As shown in FIG. 3, recording and retrieving of information with the optical recording element is done by a beam 11 which is focused on a recording layer 15, for example 1 to 1.5 .mu.m in diameter, using a converging lens 10. When the recording layer 15 is irradiated with the recording beam in response to a recording signal, the recording material of only the irradiated portion of the recording layer 15 evaporates or melts to form a record pit 16. Upon retrieval, the intensity of the retrieval beam reflected from the record pit 16 is markedly different from that reflected by other spots that lack the record pit 16. Accordingly, the signal can be retrieved by detection of variations in the intensity of the reflected beam caused by the presence or absence of the record pit 16. A detector 13 and a beam splitter 12 may be used for this purpose.
In such recording and retrieving, dust 18 and scratch 19 on the surface of the protective layer 17 are important causes of imprecise recording and retrieval. If dust of about 20 .mu.m diameter, which represents the greatest proportion in a general environment such as an office room, is deposited on the protective layer surface, the beam-focusing diameter on the protective layer surface has to be made so large that the influence of dust of this size becomes negligible. According to the description of IEEE vol. CE-20, No. 9 (1976), pp. 309-316, the thickness of the protective layer must be at least 200 .mu.m if the influence of dust of 20 .mu.m in diameter is to be negligible. Since forming such a thick protective layer by vacuum deposition takes quite a long time, it is formed either by coating and curing of an organic material solution as shown in FIG. 1, or by bonding a light-transmitting film to the recording layer as shown in FIG. 2.

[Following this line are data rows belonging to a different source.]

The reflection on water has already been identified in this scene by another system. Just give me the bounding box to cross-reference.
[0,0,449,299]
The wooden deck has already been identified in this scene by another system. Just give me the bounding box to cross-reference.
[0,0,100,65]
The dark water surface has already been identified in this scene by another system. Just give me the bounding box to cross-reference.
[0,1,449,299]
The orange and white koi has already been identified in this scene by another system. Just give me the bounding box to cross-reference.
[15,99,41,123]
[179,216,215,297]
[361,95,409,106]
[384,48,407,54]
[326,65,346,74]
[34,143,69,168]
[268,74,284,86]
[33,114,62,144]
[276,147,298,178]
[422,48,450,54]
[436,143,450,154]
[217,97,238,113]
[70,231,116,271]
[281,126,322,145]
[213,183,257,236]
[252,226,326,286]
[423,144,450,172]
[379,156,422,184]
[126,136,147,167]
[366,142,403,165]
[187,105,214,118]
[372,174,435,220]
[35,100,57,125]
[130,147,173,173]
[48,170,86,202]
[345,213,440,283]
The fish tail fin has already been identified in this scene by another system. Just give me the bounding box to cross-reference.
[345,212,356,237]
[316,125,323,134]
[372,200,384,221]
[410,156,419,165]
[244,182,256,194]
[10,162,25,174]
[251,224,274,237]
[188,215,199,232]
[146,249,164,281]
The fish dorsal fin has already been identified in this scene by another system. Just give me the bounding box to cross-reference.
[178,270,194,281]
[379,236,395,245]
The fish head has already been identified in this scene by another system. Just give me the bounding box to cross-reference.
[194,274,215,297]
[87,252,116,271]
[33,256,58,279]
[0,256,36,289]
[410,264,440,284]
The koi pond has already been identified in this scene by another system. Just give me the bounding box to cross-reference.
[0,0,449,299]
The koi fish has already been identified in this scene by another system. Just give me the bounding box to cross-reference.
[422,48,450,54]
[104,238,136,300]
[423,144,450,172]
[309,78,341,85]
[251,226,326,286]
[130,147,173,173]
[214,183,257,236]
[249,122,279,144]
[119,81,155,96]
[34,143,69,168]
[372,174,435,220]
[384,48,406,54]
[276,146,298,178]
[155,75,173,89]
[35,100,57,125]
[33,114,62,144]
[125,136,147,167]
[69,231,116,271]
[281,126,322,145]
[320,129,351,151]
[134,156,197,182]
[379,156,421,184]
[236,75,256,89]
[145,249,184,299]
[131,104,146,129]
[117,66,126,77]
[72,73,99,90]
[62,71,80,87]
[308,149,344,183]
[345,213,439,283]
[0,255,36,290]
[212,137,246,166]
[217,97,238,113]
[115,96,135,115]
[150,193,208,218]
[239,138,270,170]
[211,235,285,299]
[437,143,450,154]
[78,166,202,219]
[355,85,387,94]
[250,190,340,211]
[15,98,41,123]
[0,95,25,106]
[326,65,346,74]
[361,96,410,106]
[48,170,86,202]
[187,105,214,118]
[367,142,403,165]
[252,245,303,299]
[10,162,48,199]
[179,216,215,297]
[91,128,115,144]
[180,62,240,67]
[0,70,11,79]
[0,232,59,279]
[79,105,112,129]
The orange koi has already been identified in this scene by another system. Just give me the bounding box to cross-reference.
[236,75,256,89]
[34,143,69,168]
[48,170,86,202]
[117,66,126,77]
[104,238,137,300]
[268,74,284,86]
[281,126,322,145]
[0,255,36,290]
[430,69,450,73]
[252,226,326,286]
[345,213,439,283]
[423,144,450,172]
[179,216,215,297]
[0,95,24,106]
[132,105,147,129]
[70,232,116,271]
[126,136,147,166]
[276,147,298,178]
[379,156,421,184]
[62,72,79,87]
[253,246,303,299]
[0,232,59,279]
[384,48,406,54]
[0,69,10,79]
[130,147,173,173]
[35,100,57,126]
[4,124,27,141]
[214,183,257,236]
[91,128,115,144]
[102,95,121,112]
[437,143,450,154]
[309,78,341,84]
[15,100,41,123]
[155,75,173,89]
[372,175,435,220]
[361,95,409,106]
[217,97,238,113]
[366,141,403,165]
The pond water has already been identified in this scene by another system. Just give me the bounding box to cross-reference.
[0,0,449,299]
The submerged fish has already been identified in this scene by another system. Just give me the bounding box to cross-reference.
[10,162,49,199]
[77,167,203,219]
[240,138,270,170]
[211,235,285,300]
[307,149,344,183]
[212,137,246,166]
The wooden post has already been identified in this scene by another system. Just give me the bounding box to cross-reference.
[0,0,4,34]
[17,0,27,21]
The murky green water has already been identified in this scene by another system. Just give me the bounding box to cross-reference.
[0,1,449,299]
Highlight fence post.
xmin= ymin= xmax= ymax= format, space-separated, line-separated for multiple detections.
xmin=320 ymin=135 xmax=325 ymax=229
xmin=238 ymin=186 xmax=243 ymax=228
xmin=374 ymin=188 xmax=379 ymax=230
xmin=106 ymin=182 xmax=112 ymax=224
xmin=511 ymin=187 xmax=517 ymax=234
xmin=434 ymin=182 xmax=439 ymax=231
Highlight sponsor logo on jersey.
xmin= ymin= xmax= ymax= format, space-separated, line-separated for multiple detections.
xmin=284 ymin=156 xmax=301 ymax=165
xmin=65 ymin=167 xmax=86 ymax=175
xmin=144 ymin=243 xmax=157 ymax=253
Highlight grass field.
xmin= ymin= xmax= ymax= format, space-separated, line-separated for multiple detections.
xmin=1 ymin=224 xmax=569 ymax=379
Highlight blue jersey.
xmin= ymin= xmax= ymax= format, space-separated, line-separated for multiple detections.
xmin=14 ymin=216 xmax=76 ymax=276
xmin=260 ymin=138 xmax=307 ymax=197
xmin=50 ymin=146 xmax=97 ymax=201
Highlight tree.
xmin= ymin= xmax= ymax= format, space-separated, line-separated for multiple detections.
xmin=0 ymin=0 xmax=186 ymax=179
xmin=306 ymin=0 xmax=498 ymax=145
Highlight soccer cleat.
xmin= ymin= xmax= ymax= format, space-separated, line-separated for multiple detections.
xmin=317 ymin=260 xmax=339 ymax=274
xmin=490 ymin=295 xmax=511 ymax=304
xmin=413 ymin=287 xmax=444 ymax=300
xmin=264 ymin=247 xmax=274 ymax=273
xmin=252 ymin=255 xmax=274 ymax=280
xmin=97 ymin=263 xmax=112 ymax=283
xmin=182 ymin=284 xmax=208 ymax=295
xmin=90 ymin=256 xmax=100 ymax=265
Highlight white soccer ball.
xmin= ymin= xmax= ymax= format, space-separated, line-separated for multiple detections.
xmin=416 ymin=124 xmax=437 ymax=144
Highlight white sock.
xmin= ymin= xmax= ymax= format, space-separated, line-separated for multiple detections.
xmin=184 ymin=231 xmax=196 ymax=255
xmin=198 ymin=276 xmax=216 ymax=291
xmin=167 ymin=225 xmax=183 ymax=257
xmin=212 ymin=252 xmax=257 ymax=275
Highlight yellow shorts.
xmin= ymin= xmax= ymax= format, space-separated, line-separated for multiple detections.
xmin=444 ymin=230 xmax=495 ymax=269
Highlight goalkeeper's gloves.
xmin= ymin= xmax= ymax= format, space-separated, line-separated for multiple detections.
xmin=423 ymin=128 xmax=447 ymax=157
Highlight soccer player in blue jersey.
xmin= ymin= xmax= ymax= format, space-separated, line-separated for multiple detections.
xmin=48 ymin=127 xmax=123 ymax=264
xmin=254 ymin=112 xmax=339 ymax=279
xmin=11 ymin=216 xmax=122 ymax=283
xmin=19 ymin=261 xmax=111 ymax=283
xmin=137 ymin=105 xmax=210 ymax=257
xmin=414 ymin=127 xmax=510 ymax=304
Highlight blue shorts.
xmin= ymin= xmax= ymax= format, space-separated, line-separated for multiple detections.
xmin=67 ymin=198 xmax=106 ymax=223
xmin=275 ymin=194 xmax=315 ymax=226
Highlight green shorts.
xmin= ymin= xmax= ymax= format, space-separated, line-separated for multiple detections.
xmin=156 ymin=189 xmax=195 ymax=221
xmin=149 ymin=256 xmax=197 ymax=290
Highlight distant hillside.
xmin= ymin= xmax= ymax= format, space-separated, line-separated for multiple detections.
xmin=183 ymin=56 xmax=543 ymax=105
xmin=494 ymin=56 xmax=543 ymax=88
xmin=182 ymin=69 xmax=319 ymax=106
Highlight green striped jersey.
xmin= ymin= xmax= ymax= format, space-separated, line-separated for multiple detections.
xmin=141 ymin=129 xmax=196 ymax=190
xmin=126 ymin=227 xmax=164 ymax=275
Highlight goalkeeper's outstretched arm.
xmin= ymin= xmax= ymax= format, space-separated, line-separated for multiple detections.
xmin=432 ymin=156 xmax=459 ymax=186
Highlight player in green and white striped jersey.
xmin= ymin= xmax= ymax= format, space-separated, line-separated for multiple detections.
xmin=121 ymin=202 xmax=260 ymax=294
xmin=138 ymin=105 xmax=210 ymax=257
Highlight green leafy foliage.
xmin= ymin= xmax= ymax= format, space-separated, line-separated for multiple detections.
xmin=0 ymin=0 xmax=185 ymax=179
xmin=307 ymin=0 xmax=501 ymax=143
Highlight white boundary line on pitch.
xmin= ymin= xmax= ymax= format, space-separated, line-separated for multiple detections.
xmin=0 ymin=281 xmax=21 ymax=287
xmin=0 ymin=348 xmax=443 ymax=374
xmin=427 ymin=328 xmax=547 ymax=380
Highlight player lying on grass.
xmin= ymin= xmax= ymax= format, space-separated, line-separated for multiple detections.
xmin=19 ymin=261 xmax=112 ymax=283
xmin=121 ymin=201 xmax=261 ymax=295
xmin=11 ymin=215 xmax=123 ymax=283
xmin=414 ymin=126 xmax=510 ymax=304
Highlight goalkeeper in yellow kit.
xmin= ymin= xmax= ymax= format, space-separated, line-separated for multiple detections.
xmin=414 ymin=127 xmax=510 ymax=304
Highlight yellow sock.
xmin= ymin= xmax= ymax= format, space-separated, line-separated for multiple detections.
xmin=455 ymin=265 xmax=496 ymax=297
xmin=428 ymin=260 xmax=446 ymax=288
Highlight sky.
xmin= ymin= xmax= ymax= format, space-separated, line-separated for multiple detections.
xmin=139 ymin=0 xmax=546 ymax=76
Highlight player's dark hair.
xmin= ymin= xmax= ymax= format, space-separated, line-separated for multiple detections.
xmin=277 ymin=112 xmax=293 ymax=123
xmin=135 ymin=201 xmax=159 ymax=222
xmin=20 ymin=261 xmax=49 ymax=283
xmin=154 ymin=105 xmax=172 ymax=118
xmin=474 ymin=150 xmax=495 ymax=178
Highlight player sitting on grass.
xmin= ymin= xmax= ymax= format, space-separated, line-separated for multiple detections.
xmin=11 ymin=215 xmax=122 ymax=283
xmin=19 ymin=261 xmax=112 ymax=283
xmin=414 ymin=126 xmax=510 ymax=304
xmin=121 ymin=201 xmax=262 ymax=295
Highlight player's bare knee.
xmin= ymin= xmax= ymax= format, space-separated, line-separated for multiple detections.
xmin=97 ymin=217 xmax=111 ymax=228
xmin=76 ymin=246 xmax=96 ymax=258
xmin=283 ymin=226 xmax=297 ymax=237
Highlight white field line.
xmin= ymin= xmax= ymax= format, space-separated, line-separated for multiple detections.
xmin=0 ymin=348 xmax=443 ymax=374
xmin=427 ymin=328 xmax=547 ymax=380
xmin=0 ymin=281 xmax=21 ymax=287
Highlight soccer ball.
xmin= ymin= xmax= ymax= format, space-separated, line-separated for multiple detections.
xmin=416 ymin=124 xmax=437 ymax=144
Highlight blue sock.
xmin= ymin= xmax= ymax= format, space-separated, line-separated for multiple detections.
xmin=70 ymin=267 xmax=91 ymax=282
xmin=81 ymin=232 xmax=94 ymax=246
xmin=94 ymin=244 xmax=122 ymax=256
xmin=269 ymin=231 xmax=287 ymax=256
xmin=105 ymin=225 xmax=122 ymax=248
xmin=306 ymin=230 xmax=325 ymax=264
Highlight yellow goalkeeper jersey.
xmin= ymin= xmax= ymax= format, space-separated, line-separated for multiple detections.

Such conventional methods, however, present difficulties in completely removing dust, foreign substance and bubbles from the organic material solution or the adhesive. Also, dust and bubbles are apt to be included during formation of the protection layer, so that special apparatus or equipment is required to prevent these. Because the dust and bubbles are located either within the protective layer or between the protective layer and the recording layer where the beam is incident, the beam will be scattered by hitting these particles during recording or retrieving, making recording or retrieving impossible or resulting in a noise increase, hence, a degradation in SN ratio, or still worse, disabling retrieval.
In FIGS. 1 and 2, examples having only a recording layer between the substrate and protective layer are shown, but in cases where another intermediate layer is included in addition to the recording layer, such as a silicon dioxide layer or an aluminum layer for the purposes of heat insulation, improvements of the retrieval SN ratio and recording sensitivity or the like, the aforementioned drawbacks are also involved.